IT has been 35 years since the Muslim communities of Sri Lanka’s Northern Province were evicted en masse by the Liberation Tigers of Tamil Eelam (LTTE).

- By Mahendran Thiruvarangan

Remembering eviction of northern Muslims and making commitment to coexistence

This incident left a dark blot on the long history of Tamil—Muslim relations in the region and beyond. Many of the evicted Muslims went to Puttalam and the southern parts of the country, where they lived for years in camps for internally displaced persons. They faced severe economic hardship as they rebuilt their lives from scratch in unfamiliar surroundings. They also experienced social isolation, as host communities were not always welcoming of their prolonged presence.

Back in the north, their homes were left to ruin or occupied by displaced Tamils; their mosques fell into disuse; their shops were looted and their schools abandoned; and their lands came under the control of the Sri Lankan military. In their absence, the Northern Province became mono-ethnic. As stated in the Citizens’ Commission report released in 2012, the eviction of the Muslims should be understood as an act of ethnic cleansing. Here is a community that was forcibly uprooted from its homes and lands and rendered refugees. They were severed from the economic resources that had sustained them for centuries and denied access to the schools and mosques that formed the core of their cultural, religious, and social life. The magnitude of the social, cultural, and economic loss and dispossession suffered by the northern Muslims makes the eviction a clear act of ethnic cleansing.

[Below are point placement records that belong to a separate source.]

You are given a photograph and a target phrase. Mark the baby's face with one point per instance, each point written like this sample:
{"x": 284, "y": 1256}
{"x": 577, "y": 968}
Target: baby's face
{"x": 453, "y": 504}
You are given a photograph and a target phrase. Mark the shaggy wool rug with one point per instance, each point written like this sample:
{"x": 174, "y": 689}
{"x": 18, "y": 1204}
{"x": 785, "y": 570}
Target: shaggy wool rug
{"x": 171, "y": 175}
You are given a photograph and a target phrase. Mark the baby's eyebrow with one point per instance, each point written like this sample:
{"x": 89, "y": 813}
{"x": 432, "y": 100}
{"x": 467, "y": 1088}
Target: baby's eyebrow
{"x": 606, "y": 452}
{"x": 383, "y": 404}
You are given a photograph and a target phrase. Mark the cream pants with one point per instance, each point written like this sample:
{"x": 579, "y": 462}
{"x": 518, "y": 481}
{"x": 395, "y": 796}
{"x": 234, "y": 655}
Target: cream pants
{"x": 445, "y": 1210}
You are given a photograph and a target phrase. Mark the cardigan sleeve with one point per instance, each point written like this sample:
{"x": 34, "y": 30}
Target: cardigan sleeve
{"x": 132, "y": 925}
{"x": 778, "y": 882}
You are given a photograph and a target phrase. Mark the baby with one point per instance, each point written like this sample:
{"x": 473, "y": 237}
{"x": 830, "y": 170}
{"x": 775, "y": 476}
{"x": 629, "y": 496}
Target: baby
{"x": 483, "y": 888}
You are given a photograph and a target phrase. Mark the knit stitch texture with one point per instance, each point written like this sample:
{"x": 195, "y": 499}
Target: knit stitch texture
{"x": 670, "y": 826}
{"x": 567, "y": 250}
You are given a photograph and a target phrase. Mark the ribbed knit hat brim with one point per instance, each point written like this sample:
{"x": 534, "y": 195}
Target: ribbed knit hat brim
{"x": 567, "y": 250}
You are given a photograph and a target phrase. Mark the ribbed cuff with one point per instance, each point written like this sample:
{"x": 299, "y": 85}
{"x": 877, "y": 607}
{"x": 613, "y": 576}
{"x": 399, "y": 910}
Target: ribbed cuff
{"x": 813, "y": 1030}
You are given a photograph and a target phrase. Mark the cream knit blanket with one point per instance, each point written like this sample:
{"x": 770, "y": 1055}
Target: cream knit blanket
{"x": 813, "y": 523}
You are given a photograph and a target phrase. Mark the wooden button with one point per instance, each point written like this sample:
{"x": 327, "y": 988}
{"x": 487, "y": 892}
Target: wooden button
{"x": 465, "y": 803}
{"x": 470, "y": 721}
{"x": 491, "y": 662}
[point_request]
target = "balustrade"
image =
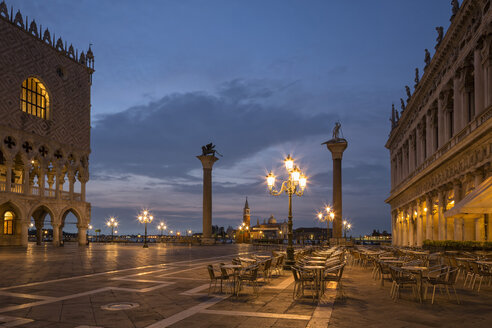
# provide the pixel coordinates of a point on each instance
(35, 191)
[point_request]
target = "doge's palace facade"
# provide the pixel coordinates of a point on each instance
(44, 130)
(441, 144)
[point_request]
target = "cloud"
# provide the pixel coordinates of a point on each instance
(162, 138)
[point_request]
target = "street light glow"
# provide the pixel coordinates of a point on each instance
(270, 179)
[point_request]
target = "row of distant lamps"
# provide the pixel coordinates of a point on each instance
(144, 217)
(330, 216)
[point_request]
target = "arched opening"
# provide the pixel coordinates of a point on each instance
(69, 231)
(11, 227)
(8, 223)
(17, 175)
(34, 98)
(42, 229)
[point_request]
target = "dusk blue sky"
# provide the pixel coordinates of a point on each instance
(260, 79)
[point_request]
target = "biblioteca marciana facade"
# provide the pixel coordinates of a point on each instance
(441, 144)
(44, 130)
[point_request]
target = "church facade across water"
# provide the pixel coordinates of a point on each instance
(441, 143)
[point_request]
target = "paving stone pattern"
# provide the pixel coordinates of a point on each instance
(69, 286)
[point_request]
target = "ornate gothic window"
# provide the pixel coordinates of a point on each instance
(34, 98)
(8, 223)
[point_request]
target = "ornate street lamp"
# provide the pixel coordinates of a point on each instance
(346, 227)
(294, 185)
(112, 223)
(145, 218)
(329, 217)
(161, 227)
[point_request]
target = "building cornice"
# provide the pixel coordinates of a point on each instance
(445, 63)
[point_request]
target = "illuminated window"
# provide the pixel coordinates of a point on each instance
(34, 98)
(8, 223)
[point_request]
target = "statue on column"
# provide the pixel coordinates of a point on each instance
(209, 149)
(393, 116)
(336, 131)
(440, 35)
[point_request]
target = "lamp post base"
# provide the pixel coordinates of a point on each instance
(208, 241)
(289, 264)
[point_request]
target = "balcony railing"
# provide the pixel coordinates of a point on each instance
(36, 191)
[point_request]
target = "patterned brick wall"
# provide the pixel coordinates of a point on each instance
(22, 55)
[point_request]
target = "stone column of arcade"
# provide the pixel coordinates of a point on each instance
(337, 146)
(207, 163)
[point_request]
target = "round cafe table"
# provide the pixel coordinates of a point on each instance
(418, 270)
(235, 276)
(318, 271)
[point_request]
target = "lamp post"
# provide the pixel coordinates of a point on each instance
(329, 217)
(113, 223)
(145, 218)
(161, 227)
(294, 185)
(89, 228)
(346, 227)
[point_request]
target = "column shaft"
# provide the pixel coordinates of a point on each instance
(207, 203)
(337, 197)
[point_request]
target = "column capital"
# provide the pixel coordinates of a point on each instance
(207, 161)
(336, 147)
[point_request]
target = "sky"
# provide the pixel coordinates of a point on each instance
(260, 79)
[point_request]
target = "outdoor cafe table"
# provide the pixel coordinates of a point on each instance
(318, 270)
(418, 270)
(316, 262)
(394, 261)
(465, 259)
(235, 276)
(245, 259)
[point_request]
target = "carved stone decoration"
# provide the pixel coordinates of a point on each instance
(33, 28)
(427, 60)
(59, 45)
(421, 129)
(411, 140)
(209, 149)
(82, 58)
(455, 7)
(71, 52)
(409, 93)
(440, 36)
(3, 10)
(47, 37)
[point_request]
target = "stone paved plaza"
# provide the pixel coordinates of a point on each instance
(73, 286)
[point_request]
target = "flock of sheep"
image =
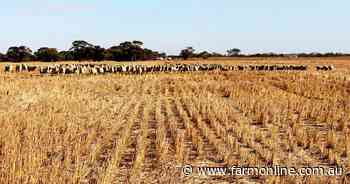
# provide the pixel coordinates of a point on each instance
(140, 69)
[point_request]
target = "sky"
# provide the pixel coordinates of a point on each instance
(169, 26)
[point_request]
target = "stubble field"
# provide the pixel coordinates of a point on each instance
(119, 128)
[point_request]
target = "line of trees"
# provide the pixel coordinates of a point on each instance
(189, 52)
(83, 51)
(127, 51)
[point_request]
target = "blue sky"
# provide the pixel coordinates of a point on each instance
(169, 26)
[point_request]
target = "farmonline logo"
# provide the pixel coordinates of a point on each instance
(188, 170)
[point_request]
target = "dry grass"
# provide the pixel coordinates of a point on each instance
(137, 129)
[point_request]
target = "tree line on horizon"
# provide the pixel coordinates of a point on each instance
(127, 51)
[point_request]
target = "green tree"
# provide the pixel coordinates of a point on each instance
(187, 53)
(18, 54)
(47, 54)
(66, 56)
(204, 55)
(82, 50)
(233, 52)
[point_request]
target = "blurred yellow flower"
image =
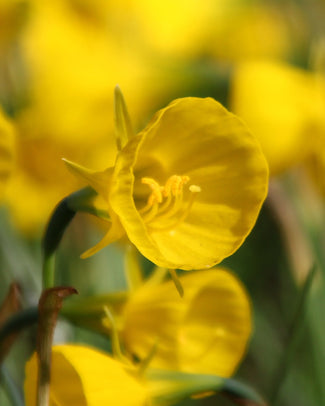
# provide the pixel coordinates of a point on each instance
(82, 376)
(187, 189)
(7, 150)
(206, 331)
(284, 108)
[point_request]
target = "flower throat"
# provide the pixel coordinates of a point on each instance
(166, 206)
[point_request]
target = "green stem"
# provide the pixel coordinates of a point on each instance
(10, 387)
(293, 338)
(56, 227)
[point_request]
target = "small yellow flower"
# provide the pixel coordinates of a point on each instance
(187, 189)
(284, 108)
(206, 331)
(82, 376)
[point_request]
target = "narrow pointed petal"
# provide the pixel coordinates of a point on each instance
(115, 233)
(123, 126)
(99, 181)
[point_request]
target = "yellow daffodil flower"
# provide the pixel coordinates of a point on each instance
(82, 376)
(206, 331)
(187, 189)
(283, 107)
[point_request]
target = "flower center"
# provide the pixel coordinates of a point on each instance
(166, 206)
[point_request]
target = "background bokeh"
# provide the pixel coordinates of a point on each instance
(264, 60)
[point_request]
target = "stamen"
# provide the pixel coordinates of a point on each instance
(194, 189)
(167, 202)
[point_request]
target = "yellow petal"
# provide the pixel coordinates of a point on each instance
(115, 233)
(201, 141)
(82, 376)
(99, 181)
(205, 332)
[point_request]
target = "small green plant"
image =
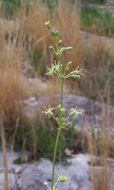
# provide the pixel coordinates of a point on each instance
(61, 72)
(10, 7)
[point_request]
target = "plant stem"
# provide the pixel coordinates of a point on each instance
(6, 186)
(58, 135)
(54, 157)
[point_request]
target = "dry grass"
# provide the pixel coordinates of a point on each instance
(38, 37)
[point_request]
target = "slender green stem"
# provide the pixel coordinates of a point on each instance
(58, 136)
(61, 98)
(54, 157)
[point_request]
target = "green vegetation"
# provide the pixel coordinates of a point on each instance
(10, 7)
(62, 73)
(95, 1)
(97, 21)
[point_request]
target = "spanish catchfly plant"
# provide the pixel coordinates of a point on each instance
(62, 73)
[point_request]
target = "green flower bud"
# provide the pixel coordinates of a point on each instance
(62, 179)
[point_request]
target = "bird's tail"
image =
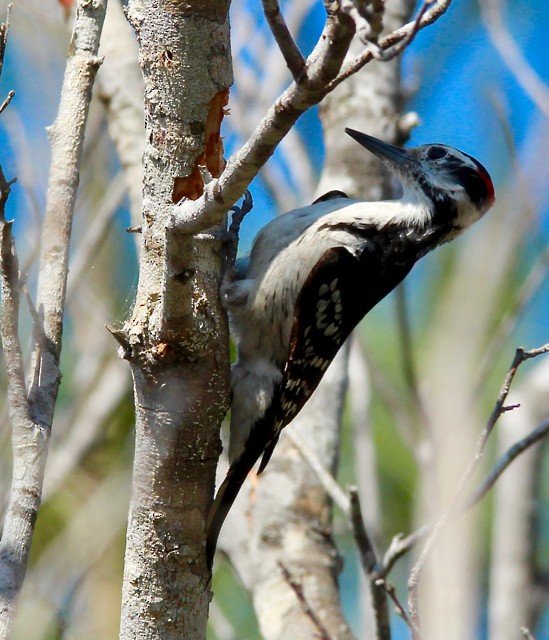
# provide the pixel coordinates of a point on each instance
(259, 440)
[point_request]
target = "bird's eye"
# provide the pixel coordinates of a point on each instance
(435, 153)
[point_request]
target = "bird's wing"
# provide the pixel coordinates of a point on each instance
(340, 290)
(337, 294)
(331, 195)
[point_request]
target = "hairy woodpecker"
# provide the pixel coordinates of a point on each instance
(314, 273)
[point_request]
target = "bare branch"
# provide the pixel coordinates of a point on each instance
(429, 17)
(370, 565)
(4, 28)
(520, 356)
(401, 611)
(9, 98)
(323, 65)
(390, 54)
(9, 318)
(307, 609)
(31, 432)
(505, 460)
(288, 47)
(325, 72)
(67, 139)
(327, 480)
(350, 506)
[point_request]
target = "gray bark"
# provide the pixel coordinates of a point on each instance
(31, 416)
(285, 516)
(177, 339)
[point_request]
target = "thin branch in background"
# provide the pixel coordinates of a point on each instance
(350, 506)
(370, 565)
(431, 15)
(4, 29)
(511, 54)
(397, 49)
(413, 582)
(9, 315)
(326, 69)
(538, 434)
(327, 480)
(400, 610)
(32, 417)
(307, 609)
(9, 98)
(525, 294)
(238, 215)
(286, 43)
(407, 358)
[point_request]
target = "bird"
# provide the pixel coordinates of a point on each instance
(313, 273)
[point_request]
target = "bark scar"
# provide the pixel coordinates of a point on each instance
(192, 186)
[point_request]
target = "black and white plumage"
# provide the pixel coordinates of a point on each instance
(314, 273)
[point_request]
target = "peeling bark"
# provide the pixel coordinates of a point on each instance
(177, 338)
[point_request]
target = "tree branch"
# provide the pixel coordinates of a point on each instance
(429, 17)
(286, 44)
(505, 460)
(31, 420)
(413, 582)
(323, 65)
(67, 140)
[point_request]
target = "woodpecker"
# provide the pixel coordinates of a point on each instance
(313, 273)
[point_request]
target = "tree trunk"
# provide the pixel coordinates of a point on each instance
(177, 338)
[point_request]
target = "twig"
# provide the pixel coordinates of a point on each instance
(350, 506)
(298, 590)
(286, 44)
(31, 419)
(9, 318)
(430, 16)
(82, 65)
(370, 565)
(398, 48)
(505, 460)
(327, 480)
(8, 99)
(520, 356)
(234, 228)
(326, 69)
(4, 28)
(391, 592)
(526, 292)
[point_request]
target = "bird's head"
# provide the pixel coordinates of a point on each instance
(451, 180)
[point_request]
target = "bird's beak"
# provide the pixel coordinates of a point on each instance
(383, 150)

While some tend to frame the eviction of the Muslims as merely another tragedy of the civil war, its roots are deeply ideological. Like many ethno-nationalist movements around the world that imagine land as an ethnic, racial, or cultural homeland, Tamil nationalism too claims Sri Lanka’s northeast as the Tamil homeland, a territory where Tamils, as a nation, have the inalienable right to determine their political future. This articulation is widely seen as a legitimate expression of the Tamil community’s desire for liberation in the face of Sinhala-Buddhist chauvinism.